Tidak ada yang lebih nyata kebenciannya kepada manusia kecuali setan. Dan setiap saat.. setan hanya berpikir untuk menjatuhkan manusia ke dalam murka-Nya Alloh.
Setiap saat melemparkan godaan ke manusia hanya demi agar manusia tertutup hatinya dari mengingat Alloh.
Maka, di zaman sekarang.. Setan tidak lagi menggoda manusia untuk syirik kepada Alloh secara terang-terangan..
seperti meninggalkan sholat atau menyembah berhala. Itu cara lama kata setan..
Zaman now.. Setan lebih fokus untuk menggoda manusia pada urusan ini saja.
1. Perasaan takut miskin.
Sehingga ia akan mulai mengambil yang bukan haknya, serakah dan menyimpan untuk dirinya sendiri.
Bahkan tak lagi peduli dari mana asal harta.. yang penting kekayaan bisa didapatkan.
2. Tidak yakin atas rezeki yang sudah Alloh tetapkan.
Ini jadi sebabnya hasad kepada orang lain. Jadi sebabnya semua orang dianggap lawan yang bisa mengurangi jatah rezekinya.
Dzolim kepada keluarga. Karena takut keluarganya jadi sebab berkurangnya harta. Pelit dalam amal.
Ia mengorbankan ibadahnya karena khawatir nggak dapat dunia.

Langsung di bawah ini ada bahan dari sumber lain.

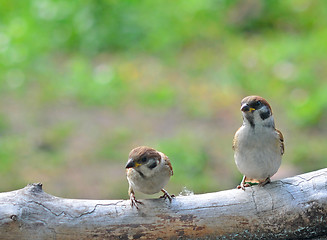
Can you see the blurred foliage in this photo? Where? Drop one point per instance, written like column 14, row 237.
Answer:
column 188, row 59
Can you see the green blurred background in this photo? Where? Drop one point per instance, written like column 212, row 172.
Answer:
column 83, row 82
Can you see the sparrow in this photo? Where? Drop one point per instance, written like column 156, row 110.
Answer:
column 148, row 171
column 258, row 146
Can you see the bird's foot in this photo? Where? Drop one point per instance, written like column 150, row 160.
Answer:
column 166, row 195
column 134, row 202
column 243, row 186
column 267, row 180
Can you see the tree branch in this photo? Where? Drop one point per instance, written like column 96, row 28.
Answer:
column 290, row 208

Sholatnya ditunda demi pekerjaan.
Umrohnya ditunda karena masih sibuk.
Sedekahnya ditunda karena lagi banyak perlu.
Dan mendatangi majelis tak mau karena belum ada waktu.
Harinya diiringi ketakutan serba kurang..
Serba tak cukup. Tak lagi melihat hidup sebagai anugerah tapi melihat hidup seperti kesibukan yang tiada pernah ada habisnya.
3. Dan lebih sibuk khawatir atas apa yang belum dipunyai daripada mensyukuri yang sudah ada.
Dan inilah sebabnya kesedihan..
Sedih itu dimulai dari terbiasa melihat yang tidak dimiliki, namun tak mau melihat apa yang sudah dimiliki.
Ia lupa bersyukur atas yang ada.
Dan senantiasa mencari yang belum diberi.
Hati kian sedih dan nelangsa.
Kalau hati sudah sering sedih..
Maka motivasi jahat akan lebih mudah diterima. Ia berpikir, jadi baik hanya bikin susah. Maka tak ada salahnya menjadi sedikit jahat. Masuk ke jebakan setan.
Jika 3 itu sudah dimiliki hati.. Maka maksiat dan kekufuran akan ikut dengan sendirinya.
Manusia akan mencari sendiri maksiatnya.
Itu kenapa.. Alloh senantiasa menyuruh kita tenangkan hati dengan dzikir. Karena hati yang tenanglah yang bisa melihat nikmat. Hati yang tenang yang bisa melihat kebaikan Alloh.
Dan hati yang senantiasa tenang yang akan selalu bisa menahan dirinya dari godaan atas nafsu.